Some personality psychologists have proposed a normative theory of personality. Accordingly, the end goal of personality development is to become low in neuroticism and high in agreeableness and conscientiousness. This personality type is considered more mature. However, a justification for this normative model of personality is lacking. The main objective justification for normative theories of personality is optimal functioning because functions have clear and external standards of evaluations. For example, within the context of work psychology, conscientiousness can be evaluated positively because highly conscientious workers are more productive. However, there are no objective criteria to evaluate people’s lives. Thus, the only justification for normative theories of personality would be evidence that some personality traits make it more difficult for individuals to achieve high well-being. The present results suggest that neuroticism is the key personality trait that impedes well-being. However, the results do not support the notion that high agreeableness or high conscientiousness are normatively better than low agreeableness or low conscientiousness because these traits can vary without notable effects on well-being.

## Conclusion

Correlations between personality and well-being measures have been reported since Hartmann’s (1936) seminal study of neuroticism and well-being. The literature has grown and it has been meta-analyzed repeatedly.

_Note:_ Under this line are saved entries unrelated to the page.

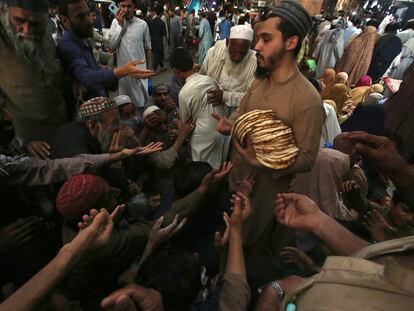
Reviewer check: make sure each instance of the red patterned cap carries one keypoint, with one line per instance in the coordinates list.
(79, 195)
(96, 106)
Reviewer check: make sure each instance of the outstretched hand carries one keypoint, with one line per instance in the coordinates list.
(159, 235)
(133, 298)
(297, 211)
(384, 155)
(222, 126)
(95, 234)
(215, 176)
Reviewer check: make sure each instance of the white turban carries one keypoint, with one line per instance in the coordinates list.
(149, 110)
(122, 100)
(241, 32)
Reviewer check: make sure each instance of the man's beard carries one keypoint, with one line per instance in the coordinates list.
(32, 49)
(263, 72)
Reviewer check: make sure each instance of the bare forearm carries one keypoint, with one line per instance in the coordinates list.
(235, 257)
(148, 56)
(31, 294)
(337, 238)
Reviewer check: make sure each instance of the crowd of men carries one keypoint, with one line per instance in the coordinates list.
(117, 194)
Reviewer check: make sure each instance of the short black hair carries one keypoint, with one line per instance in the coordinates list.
(63, 6)
(181, 59)
(173, 272)
(288, 31)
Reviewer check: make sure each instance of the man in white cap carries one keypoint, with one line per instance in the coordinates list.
(232, 64)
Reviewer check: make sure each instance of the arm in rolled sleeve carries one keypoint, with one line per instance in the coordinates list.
(115, 34)
(35, 172)
(77, 66)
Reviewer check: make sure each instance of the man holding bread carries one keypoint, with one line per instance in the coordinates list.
(275, 150)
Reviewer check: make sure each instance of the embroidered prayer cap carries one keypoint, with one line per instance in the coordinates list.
(40, 6)
(241, 32)
(79, 195)
(149, 110)
(96, 106)
(122, 100)
(294, 13)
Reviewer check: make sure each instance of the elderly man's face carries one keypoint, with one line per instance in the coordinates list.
(238, 49)
(27, 24)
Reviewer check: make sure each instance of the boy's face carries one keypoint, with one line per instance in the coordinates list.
(401, 214)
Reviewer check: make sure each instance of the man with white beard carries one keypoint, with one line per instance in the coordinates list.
(31, 75)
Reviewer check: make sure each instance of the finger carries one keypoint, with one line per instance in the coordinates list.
(86, 219)
(180, 225)
(137, 62)
(364, 137)
(171, 226)
(226, 219)
(158, 223)
(118, 139)
(118, 211)
(124, 303)
(42, 151)
(113, 140)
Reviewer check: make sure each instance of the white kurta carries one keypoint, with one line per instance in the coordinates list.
(130, 42)
(207, 144)
(234, 79)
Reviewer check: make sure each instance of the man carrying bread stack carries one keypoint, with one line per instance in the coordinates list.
(277, 127)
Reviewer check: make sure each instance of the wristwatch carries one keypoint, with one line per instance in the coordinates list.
(276, 286)
(279, 290)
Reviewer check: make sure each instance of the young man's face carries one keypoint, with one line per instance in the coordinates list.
(79, 19)
(270, 47)
(6, 127)
(29, 25)
(128, 7)
(238, 49)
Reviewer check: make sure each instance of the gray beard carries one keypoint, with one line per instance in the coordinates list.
(35, 52)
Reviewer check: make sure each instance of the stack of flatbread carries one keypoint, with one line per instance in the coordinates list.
(272, 140)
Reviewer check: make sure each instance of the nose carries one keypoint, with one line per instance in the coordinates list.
(258, 46)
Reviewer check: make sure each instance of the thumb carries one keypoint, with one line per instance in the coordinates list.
(124, 303)
(216, 116)
(137, 62)
(365, 150)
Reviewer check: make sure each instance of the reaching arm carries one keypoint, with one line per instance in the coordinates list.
(31, 294)
(31, 171)
(299, 212)
(76, 65)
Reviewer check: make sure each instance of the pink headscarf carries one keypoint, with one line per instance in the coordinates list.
(364, 81)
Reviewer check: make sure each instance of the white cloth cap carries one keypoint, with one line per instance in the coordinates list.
(149, 110)
(241, 32)
(122, 100)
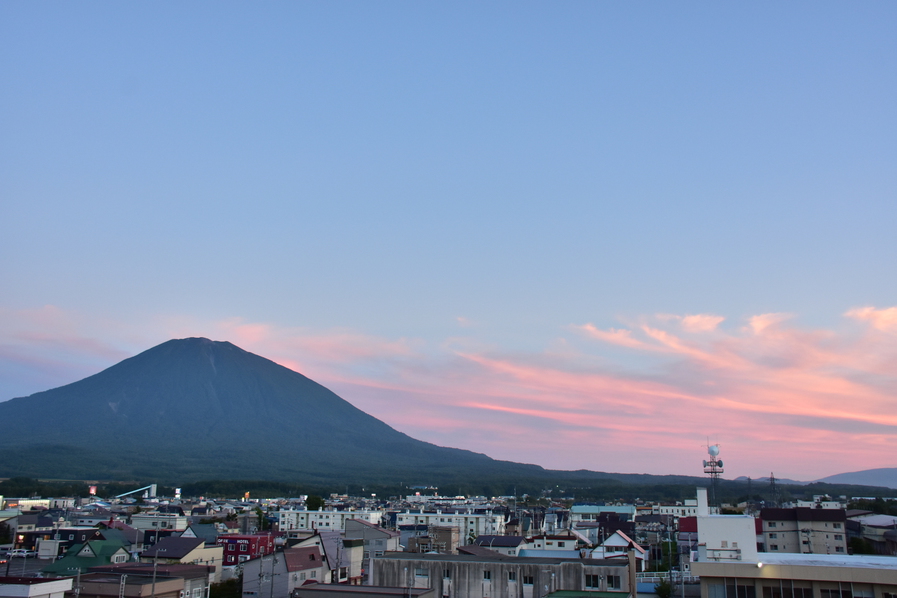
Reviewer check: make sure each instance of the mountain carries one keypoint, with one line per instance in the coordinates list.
(197, 409)
(885, 476)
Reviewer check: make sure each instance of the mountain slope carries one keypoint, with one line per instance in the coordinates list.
(195, 408)
(885, 476)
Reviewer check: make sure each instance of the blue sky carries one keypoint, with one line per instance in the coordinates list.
(395, 197)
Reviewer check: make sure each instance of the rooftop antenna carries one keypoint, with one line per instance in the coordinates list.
(713, 467)
(773, 489)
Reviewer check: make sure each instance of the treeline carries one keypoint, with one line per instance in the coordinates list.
(600, 489)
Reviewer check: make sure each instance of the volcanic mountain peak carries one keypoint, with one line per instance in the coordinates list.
(195, 407)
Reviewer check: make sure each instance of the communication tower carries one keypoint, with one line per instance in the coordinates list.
(713, 467)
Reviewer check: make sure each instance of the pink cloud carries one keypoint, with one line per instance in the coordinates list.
(639, 399)
(882, 319)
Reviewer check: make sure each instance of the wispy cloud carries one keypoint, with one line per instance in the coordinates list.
(642, 397)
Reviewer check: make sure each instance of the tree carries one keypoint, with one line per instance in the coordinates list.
(664, 589)
(861, 546)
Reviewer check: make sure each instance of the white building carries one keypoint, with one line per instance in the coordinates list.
(724, 537)
(579, 513)
(470, 524)
(154, 521)
(323, 519)
(689, 508)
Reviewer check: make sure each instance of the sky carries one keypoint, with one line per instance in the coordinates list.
(586, 235)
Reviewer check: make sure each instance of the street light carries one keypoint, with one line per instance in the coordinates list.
(156, 564)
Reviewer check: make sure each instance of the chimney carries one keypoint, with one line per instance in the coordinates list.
(703, 510)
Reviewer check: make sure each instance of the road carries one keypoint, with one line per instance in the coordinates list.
(19, 567)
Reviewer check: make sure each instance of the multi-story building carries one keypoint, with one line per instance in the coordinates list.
(804, 530)
(242, 547)
(323, 519)
(790, 575)
(160, 521)
(499, 576)
(580, 513)
(470, 523)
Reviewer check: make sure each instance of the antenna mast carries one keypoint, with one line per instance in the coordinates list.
(713, 467)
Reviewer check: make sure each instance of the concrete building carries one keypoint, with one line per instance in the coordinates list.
(442, 539)
(485, 576)
(724, 537)
(323, 519)
(280, 573)
(237, 548)
(804, 530)
(343, 591)
(784, 575)
(32, 587)
(470, 523)
(158, 521)
(579, 513)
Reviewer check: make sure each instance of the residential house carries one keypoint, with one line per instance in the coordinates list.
(111, 585)
(93, 553)
(439, 538)
(175, 549)
(197, 578)
(343, 591)
(237, 548)
(507, 545)
(344, 557)
(618, 545)
(286, 569)
(159, 521)
(33, 587)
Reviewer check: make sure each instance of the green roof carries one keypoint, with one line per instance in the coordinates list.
(70, 564)
(586, 594)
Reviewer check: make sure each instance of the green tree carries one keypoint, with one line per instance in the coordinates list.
(861, 546)
(664, 589)
(232, 588)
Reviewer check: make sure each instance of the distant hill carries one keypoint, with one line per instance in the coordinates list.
(195, 409)
(885, 476)
(198, 409)
(766, 481)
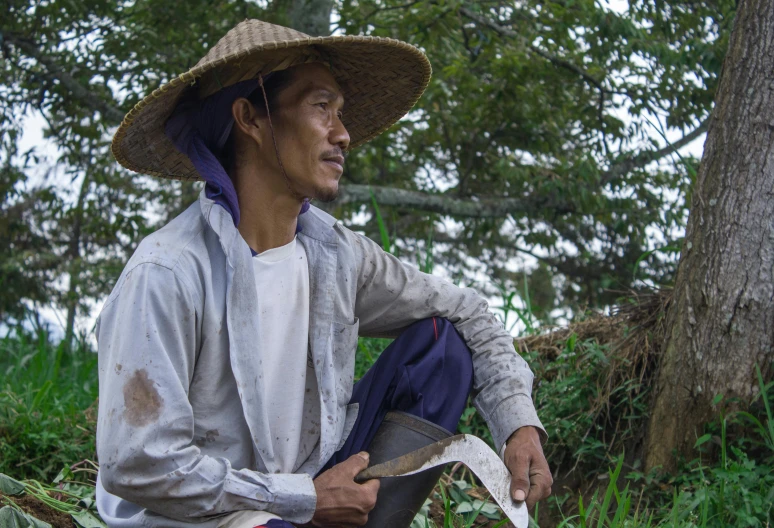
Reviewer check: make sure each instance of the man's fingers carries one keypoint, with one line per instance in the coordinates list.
(371, 487)
(520, 478)
(539, 489)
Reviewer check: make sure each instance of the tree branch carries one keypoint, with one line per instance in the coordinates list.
(112, 114)
(506, 32)
(643, 158)
(495, 207)
(433, 203)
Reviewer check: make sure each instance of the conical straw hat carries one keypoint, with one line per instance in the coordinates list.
(381, 79)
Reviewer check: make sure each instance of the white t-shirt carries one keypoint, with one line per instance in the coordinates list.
(290, 384)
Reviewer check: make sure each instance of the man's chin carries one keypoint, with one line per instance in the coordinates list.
(327, 195)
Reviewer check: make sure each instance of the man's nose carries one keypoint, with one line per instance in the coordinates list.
(339, 135)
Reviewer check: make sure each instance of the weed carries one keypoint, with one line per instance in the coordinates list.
(47, 411)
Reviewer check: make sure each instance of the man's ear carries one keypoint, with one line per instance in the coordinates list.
(246, 119)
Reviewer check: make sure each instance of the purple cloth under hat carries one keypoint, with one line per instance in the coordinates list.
(200, 129)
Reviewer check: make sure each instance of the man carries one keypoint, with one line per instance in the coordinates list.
(227, 347)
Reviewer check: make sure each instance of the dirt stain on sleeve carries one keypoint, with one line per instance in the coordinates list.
(142, 401)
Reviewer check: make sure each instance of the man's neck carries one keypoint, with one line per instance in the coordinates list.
(268, 213)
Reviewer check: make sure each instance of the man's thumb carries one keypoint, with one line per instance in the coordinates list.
(519, 488)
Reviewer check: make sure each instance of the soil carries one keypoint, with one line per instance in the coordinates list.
(41, 511)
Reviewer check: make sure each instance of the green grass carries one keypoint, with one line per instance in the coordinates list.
(47, 421)
(47, 411)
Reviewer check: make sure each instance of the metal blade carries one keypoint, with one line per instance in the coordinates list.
(471, 451)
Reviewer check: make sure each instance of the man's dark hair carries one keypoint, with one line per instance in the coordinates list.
(273, 86)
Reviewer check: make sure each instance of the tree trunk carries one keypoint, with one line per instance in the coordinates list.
(74, 271)
(721, 323)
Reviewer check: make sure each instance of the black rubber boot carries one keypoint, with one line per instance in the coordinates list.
(400, 498)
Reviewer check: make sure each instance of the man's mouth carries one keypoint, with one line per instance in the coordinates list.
(336, 162)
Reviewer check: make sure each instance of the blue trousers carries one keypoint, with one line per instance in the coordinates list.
(427, 371)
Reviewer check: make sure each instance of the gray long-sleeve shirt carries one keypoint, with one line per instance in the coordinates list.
(182, 435)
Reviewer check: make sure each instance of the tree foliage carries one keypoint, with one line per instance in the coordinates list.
(535, 138)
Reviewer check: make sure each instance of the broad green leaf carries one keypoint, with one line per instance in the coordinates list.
(13, 518)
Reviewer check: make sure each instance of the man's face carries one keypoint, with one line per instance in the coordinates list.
(310, 135)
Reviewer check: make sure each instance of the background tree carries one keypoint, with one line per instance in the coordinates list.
(720, 323)
(535, 139)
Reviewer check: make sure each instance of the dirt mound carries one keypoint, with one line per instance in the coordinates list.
(42, 511)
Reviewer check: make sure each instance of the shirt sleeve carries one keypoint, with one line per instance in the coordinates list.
(147, 339)
(391, 295)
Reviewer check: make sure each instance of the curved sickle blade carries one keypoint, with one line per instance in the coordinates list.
(471, 451)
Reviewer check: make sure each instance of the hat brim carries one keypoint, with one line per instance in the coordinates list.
(381, 79)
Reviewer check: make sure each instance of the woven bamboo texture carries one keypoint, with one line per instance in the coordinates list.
(381, 80)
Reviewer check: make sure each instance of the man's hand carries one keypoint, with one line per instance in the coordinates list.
(530, 477)
(341, 503)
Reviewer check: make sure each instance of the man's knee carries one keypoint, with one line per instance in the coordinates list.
(457, 356)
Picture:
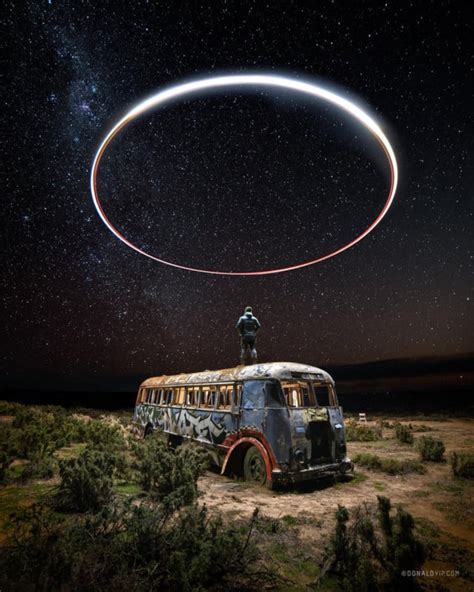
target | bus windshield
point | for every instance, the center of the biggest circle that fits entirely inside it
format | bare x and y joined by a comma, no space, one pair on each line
305,393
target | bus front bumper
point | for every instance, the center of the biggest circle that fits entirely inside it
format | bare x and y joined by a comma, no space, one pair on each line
312,472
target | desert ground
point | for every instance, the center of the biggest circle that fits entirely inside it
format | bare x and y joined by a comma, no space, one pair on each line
301,518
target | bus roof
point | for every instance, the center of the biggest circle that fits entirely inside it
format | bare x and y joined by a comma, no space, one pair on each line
278,370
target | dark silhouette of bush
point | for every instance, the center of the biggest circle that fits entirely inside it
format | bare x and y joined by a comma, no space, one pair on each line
359,432
169,475
462,464
87,481
403,434
129,547
430,448
371,551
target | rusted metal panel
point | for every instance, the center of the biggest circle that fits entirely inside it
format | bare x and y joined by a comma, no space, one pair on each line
295,442
278,370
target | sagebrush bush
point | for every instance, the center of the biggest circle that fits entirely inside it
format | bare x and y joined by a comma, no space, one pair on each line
392,466
87,481
359,432
129,547
430,448
169,475
462,464
403,434
371,551
101,432
9,408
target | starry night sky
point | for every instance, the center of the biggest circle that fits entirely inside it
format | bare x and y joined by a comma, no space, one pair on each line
235,180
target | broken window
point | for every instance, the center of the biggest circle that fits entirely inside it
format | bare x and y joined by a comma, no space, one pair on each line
179,395
208,396
253,394
322,394
224,397
273,396
169,397
237,396
192,396
298,393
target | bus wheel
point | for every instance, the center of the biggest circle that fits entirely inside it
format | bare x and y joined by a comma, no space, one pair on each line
254,466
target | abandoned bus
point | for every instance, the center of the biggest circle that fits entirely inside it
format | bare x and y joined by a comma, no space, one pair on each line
272,423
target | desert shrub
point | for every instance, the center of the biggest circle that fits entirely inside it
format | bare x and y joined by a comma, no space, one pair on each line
430,448
403,434
9,408
38,468
5,461
392,466
462,464
359,432
132,547
371,551
87,481
169,475
101,432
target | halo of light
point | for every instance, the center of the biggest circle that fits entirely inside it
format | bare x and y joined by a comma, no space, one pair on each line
265,80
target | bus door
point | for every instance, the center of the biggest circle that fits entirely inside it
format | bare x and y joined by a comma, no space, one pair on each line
263,407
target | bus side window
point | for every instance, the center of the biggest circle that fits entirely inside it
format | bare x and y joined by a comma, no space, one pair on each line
253,394
273,396
224,397
191,396
179,395
208,397
237,396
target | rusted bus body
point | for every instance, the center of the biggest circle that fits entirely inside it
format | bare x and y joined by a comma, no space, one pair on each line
274,422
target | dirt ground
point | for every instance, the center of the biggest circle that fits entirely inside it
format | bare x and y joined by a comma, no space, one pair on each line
442,505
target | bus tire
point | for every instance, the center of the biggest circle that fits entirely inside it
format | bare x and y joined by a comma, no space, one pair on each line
255,470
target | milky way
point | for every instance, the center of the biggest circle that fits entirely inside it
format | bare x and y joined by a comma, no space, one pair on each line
249,179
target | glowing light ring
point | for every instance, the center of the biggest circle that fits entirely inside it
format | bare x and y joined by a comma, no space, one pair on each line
198,86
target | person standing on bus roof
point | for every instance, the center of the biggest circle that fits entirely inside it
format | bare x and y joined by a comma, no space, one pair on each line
247,326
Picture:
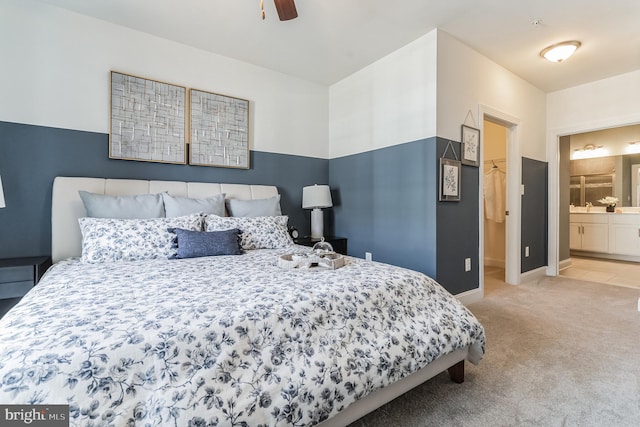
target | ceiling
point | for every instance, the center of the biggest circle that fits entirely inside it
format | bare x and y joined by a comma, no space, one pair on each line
331,39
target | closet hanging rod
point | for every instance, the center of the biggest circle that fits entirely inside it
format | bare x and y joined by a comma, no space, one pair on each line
490,162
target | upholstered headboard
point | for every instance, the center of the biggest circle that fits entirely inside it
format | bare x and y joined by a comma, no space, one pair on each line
67,207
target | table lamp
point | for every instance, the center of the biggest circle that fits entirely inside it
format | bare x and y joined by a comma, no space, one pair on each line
316,197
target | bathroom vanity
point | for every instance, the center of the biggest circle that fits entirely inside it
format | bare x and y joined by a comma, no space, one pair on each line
605,234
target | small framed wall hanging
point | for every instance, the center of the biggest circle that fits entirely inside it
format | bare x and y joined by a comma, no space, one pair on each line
450,176
148,120
219,130
470,146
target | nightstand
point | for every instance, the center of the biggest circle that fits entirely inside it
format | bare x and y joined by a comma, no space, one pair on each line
19,275
339,243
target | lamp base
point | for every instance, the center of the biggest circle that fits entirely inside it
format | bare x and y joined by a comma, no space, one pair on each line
317,223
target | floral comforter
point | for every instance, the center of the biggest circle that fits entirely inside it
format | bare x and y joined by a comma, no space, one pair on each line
229,340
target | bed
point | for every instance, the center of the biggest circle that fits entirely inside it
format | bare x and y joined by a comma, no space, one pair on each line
222,340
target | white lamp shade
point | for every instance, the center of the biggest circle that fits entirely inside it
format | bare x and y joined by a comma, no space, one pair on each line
316,196
2,205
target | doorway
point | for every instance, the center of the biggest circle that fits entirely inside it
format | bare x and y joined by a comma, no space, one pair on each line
581,179
494,170
509,147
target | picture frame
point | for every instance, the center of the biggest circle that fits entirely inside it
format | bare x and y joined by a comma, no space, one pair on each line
470,138
219,130
450,180
148,120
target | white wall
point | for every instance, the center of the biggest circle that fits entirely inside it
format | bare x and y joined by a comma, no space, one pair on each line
389,102
593,106
55,72
466,79
596,105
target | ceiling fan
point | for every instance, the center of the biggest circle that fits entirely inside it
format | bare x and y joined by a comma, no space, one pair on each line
286,9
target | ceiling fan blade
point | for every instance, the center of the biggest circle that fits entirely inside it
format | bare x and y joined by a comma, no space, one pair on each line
286,9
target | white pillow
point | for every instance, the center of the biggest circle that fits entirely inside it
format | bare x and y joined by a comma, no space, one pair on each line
110,240
260,232
256,207
139,206
179,206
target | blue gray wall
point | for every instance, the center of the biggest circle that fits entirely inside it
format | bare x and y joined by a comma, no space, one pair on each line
388,205
386,200
534,214
31,156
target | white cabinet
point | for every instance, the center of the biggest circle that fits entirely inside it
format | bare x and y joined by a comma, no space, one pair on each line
589,232
624,234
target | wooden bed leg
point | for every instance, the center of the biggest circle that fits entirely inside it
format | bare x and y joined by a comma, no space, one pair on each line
456,372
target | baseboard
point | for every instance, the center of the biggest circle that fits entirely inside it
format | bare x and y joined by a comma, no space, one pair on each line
533,275
469,297
494,262
564,264
606,256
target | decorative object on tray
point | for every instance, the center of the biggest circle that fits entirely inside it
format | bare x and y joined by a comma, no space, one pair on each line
321,255
610,201
148,120
219,130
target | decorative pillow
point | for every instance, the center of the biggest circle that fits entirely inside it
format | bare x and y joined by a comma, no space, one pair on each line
180,206
192,244
262,232
110,239
122,207
258,207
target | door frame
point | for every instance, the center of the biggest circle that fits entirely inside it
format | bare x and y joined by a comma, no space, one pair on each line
553,158
513,235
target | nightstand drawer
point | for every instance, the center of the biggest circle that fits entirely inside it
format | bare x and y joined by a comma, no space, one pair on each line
15,289
17,274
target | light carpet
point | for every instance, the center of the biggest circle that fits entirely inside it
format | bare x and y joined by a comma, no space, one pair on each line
560,352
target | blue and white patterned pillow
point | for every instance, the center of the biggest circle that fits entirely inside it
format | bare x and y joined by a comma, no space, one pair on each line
260,232
109,239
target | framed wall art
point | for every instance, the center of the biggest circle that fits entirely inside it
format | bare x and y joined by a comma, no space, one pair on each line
470,146
449,180
219,130
148,120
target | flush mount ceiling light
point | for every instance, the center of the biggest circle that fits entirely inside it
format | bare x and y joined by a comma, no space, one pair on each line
589,151
560,51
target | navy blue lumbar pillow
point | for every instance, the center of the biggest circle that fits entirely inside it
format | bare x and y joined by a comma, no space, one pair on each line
192,244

The results consistently show that neuroticism is the strongest predictor of life-satisfaction ratings, but that extraversion, agreeableness, and conscientiousness also show notable simple correlations with life-satisfaction. The present meta-analysis went beyond simple correlations and separated content variance from evaluative variance (halo) in self-ratings of personality. The results showed that halo predicts substantive variance in well-being and accounts for most of the correlations of agreeableness and conscientiousness with well-being. Future studies of personality and well-being need to separate substantive and evaluative variance to take the evaluative nature of personality ratings into account.